Si les termes « colon » et « autochtone » correspondent à des positions politiques produites au sein de relations de pouvoir, il n’y a aucune raison de les traiter comme des catégories figées. Mahmoud Mamdani a proposé de considérer les colons et les autochtones comme se constituant mutuellement, de sorte que c’est leur relation qui produit les catégories elles-mêmes. Dans cette perspective, la question n’est pas simplement de savoir qui est autochtone et qui est colon, mais quel ordre politique crée cette distinction et en quoi le fait de modifier cet ordre changerait également la signification de cette distinction.

Pour dépasser cette opposition binaire, il faut d’abord reconnaître la réalité coloniale. À partir de là, il devient possible d’envisager une véritable décolonisation comme un processus politique qui démantèle la domination, met fin à la dépossession et établit l’égalité en matière de droits et de statut.

La solution consiste peut-être à cesser de raisonner en termes de transition du statut de colon à celui d’autochtone, et à commencer plutôt à imaginer une identité politique différente — une identité qui ne repose ni sur la colonisation ni sur des revendications exclusionnelles fondées sur l’indigénéité. Raef Zreik et d’autres proposent d’envisager une forme égalitaire de citoyenneté dans laquelle l’attachement au lieu ne se traduit pas par une domination. L’expérience d’autres sociétés coloniales de peuplement — de l’Afrique du Sud à l’Irlande du Nord en passant par la Nouvelle-Zélande — montre que même lorsque l’histoire n’est pas effacée, le cadre peut être modifié par la reconnaissance, la réparation, l’autonomie, la représentation, la restitution et l’indemnisation.

En fin de compte, démanteler la dialectique autochtones-colons nécessite de comprendre ces deux catégories comme des positions politiques plutôt que comme des identités intrinsèques.
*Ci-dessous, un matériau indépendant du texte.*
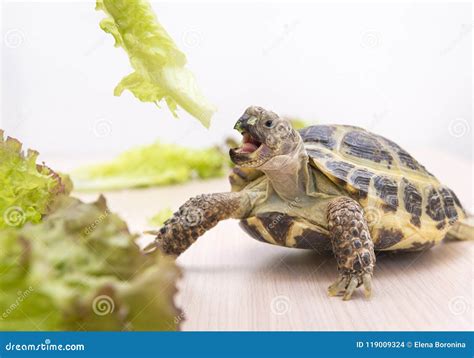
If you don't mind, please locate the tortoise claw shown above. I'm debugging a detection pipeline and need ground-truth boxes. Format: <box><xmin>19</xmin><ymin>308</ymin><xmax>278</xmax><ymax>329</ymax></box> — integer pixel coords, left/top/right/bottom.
<box><xmin>328</xmin><ymin>272</ymin><xmax>372</xmax><ymax>301</ymax></box>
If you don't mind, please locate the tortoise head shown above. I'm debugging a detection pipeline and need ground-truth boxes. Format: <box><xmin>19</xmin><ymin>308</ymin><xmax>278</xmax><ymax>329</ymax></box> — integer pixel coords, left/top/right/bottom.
<box><xmin>229</xmin><ymin>106</ymin><xmax>302</xmax><ymax>168</ymax></box>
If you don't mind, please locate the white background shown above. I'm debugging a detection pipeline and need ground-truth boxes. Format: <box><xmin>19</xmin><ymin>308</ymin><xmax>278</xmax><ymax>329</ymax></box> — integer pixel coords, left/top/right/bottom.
<box><xmin>1</xmin><ymin>1</ymin><xmax>473</xmax><ymax>199</ymax></box>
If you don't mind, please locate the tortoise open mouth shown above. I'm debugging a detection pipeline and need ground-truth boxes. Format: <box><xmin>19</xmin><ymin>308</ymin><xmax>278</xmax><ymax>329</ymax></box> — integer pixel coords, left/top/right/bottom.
<box><xmin>235</xmin><ymin>132</ymin><xmax>262</xmax><ymax>153</ymax></box>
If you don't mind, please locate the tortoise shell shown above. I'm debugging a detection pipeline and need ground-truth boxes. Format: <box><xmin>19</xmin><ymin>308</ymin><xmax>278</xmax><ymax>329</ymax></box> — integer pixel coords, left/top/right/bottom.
<box><xmin>235</xmin><ymin>125</ymin><xmax>466</xmax><ymax>251</ymax></box>
<box><xmin>300</xmin><ymin>125</ymin><xmax>465</xmax><ymax>250</ymax></box>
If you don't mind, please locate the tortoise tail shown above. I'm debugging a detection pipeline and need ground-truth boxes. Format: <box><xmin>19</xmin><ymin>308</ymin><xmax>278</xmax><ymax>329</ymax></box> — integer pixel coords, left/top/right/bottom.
<box><xmin>446</xmin><ymin>215</ymin><xmax>474</xmax><ymax>240</ymax></box>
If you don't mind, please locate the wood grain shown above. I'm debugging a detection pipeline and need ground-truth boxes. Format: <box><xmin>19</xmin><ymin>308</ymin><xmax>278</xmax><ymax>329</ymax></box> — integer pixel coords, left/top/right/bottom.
<box><xmin>76</xmin><ymin>180</ymin><xmax>474</xmax><ymax>330</ymax></box>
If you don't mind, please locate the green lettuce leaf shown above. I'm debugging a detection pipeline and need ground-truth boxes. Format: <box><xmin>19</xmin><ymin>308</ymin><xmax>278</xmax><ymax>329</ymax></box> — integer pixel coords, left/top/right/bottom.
<box><xmin>0</xmin><ymin>196</ymin><xmax>182</xmax><ymax>330</ymax></box>
<box><xmin>0</xmin><ymin>130</ymin><xmax>71</xmax><ymax>229</ymax></box>
<box><xmin>71</xmin><ymin>142</ymin><xmax>228</xmax><ymax>191</ymax></box>
<box><xmin>96</xmin><ymin>0</ymin><xmax>216</xmax><ymax>127</ymax></box>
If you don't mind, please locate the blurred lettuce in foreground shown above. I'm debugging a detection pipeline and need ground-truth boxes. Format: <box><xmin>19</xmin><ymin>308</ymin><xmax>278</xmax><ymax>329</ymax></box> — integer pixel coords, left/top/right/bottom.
<box><xmin>0</xmin><ymin>130</ymin><xmax>71</xmax><ymax>229</ymax></box>
<box><xmin>0</xmin><ymin>196</ymin><xmax>181</xmax><ymax>330</ymax></box>
<box><xmin>96</xmin><ymin>0</ymin><xmax>216</xmax><ymax>127</ymax></box>
<box><xmin>72</xmin><ymin>142</ymin><xmax>228</xmax><ymax>190</ymax></box>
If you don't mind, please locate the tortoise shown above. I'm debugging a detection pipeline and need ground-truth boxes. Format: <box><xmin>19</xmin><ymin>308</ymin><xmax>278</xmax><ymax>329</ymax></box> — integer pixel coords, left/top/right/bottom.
<box><xmin>152</xmin><ymin>106</ymin><xmax>473</xmax><ymax>300</ymax></box>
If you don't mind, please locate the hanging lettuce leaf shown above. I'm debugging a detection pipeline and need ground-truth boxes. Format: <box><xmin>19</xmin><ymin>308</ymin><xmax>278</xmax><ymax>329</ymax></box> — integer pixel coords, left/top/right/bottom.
<box><xmin>96</xmin><ymin>0</ymin><xmax>215</xmax><ymax>127</ymax></box>
<box><xmin>0</xmin><ymin>196</ymin><xmax>181</xmax><ymax>331</ymax></box>
<box><xmin>0</xmin><ymin>130</ymin><xmax>71</xmax><ymax>229</ymax></box>
<box><xmin>72</xmin><ymin>142</ymin><xmax>228</xmax><ymax>190</ymax></box>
Il en découle des responsabilités proportionnelles, qui incombent avant tout à ceux qui bénéficient du régime en place.

Les Israéliens ne pourront pas neutraliser le discours colonial en invoquant des précédents historiques. Ils ne pourront y parvenir qu’en renonçant aux pratiques qui les définissent en tant que colons : suprématie, dépossession, souveraineté exclusive et déni. À mesure que ce régime sera démantelé, la dichotomie elle-même s’affaiblira — non pas parce que l’histoire disparaîtra, mais parce que la relation politique entre ces deux populations sera à nouveau transformée.